To mark the 50th anniversary of overseas players coming to county cricket in large numbers, we’ve asked an expert on each county to pick their top three for that club. Here’s Somerset, as selected by Vic Marks, writer, broadcaster and former all-rounder for the club.
1. VIV RICHARDS
West Indies (1974-86)
An easy choice – the best I’ve ever seen. Viv played for Somerset for a long time and was hugely instrumental in us winning trophies for the first time.
It meant a huge amount to him. I remember in 1978 when in effect we lost two finals: at Lord’s in the Gillette Cup final and then a Sunday League match the next day. Viv was just distraught, as the rest of us were, but he felt it as much if not more than anyone else. He made damn sure it wouldn’t happen again the next year, hitting a hundred at Lord’s to beat Northants and win the club’s first trophy.
2. JOEL GARNER
West Indies (1977-86)
Everyone loved Joel. He would wander around the boundary during Championship matches for much of the day, chatting to people and signing autographs. He was one of the best bowlers of his era and vitally important in us winning trophies for the first time.

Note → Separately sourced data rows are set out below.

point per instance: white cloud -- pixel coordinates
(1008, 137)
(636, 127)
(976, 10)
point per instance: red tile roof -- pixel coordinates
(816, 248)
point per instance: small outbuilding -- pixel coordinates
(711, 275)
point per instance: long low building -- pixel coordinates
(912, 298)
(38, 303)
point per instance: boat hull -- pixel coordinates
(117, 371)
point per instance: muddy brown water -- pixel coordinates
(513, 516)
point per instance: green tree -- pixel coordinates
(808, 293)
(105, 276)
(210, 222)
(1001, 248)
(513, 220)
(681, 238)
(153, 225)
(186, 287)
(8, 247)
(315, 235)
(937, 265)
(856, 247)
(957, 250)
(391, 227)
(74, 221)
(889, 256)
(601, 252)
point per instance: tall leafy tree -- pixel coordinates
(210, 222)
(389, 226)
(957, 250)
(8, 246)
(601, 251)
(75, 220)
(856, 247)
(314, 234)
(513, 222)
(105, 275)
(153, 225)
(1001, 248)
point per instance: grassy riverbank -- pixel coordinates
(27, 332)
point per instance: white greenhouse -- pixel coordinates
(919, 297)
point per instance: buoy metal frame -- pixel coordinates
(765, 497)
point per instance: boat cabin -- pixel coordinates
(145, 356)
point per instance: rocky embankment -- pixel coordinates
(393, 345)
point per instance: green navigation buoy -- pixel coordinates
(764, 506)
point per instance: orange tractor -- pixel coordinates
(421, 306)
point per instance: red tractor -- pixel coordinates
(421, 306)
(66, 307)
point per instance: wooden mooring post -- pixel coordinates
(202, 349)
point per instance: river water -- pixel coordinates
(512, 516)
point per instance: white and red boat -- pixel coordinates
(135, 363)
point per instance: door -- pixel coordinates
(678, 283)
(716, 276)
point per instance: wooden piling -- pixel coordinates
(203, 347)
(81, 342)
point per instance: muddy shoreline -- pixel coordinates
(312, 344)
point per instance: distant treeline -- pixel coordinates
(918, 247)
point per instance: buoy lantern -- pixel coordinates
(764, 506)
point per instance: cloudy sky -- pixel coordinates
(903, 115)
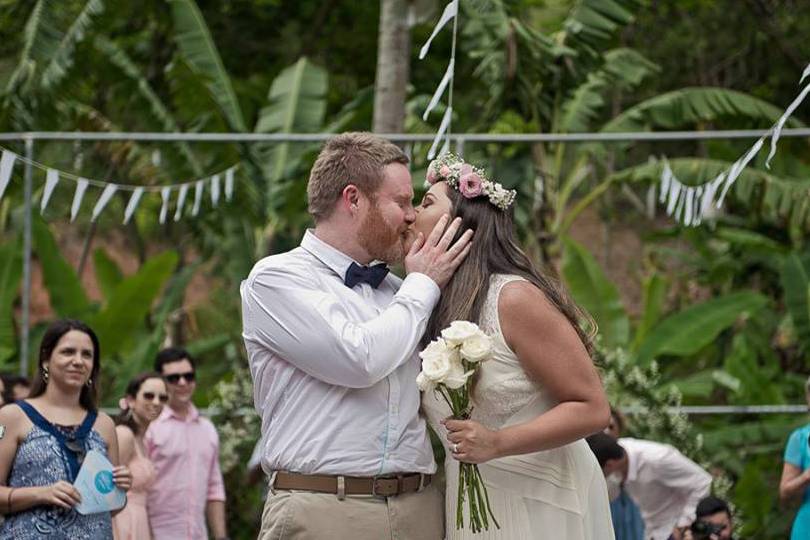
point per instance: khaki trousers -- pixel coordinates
(302, 515)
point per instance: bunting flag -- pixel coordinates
(165, 193)
(181, 200)
(106, 195)
(132, 204)
(215, 189)
(51, 179)
(108, 189)
(6, 166)
(450, 12)
(690, 205)
(81, 187)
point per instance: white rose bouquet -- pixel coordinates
(448, 364)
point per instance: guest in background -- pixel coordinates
(47, 436)
(146, 395)
(665, 484)
(627, 521)
(184, 447)
(795, 482)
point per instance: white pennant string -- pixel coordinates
(450, 11)
(81, 187)
(164, 208)
(181, 200)
(777, 130)
(448, 75)
(105, 197)
(229, 184)
(197, 198)
(674, 192)
(442, 128)
(51, 179)
(132, 204)
(6, 166)
(215, 189)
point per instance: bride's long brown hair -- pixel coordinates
(494, 251)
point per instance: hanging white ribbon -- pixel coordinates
(164, 208)
(81, 187)
(6, 166)
(215, 189)
(229, 184)
(450, 11)
(437, 95)
(737, 168)
(197, 198)
(132, 204)
(105, 197)
(181, 200)
(777, 130)
(51, 179)
(442, 128)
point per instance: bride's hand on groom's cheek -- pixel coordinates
(471, 442)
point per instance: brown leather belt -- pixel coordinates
(380, 486)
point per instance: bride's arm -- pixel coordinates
(550, 351)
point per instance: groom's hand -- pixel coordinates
(434, 256)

His greatest performances for Somerset were probably in one-day cricket. He was devastating, especially in finals at Lord’s. It is staggering he never won a Man of the Match award in any of the finals he played in. He would take 4-16 or something similar but then Viv would come along and score a hundred.
3. MUSHTAQ AHMED
Mushtaq was the perfect overseas player: a leg-spinner who bowled stacks of overs and someone who whacked it down the order. We’ve had some great names at Somerset – Martin Crowe, Greg Chappell, Steve Waugh, Jimmy Cook – but Mushtaq gets in there partly on longevity.
By the time he went to Sussex he’d found religion. He may not have been quite such a dedicated professional earlier in his career – he was a little bit wilder, especially when Somerset were playing Glamorgan and Waqar Younis was around – but he would bamboozle batsmen and was fantastic to watch.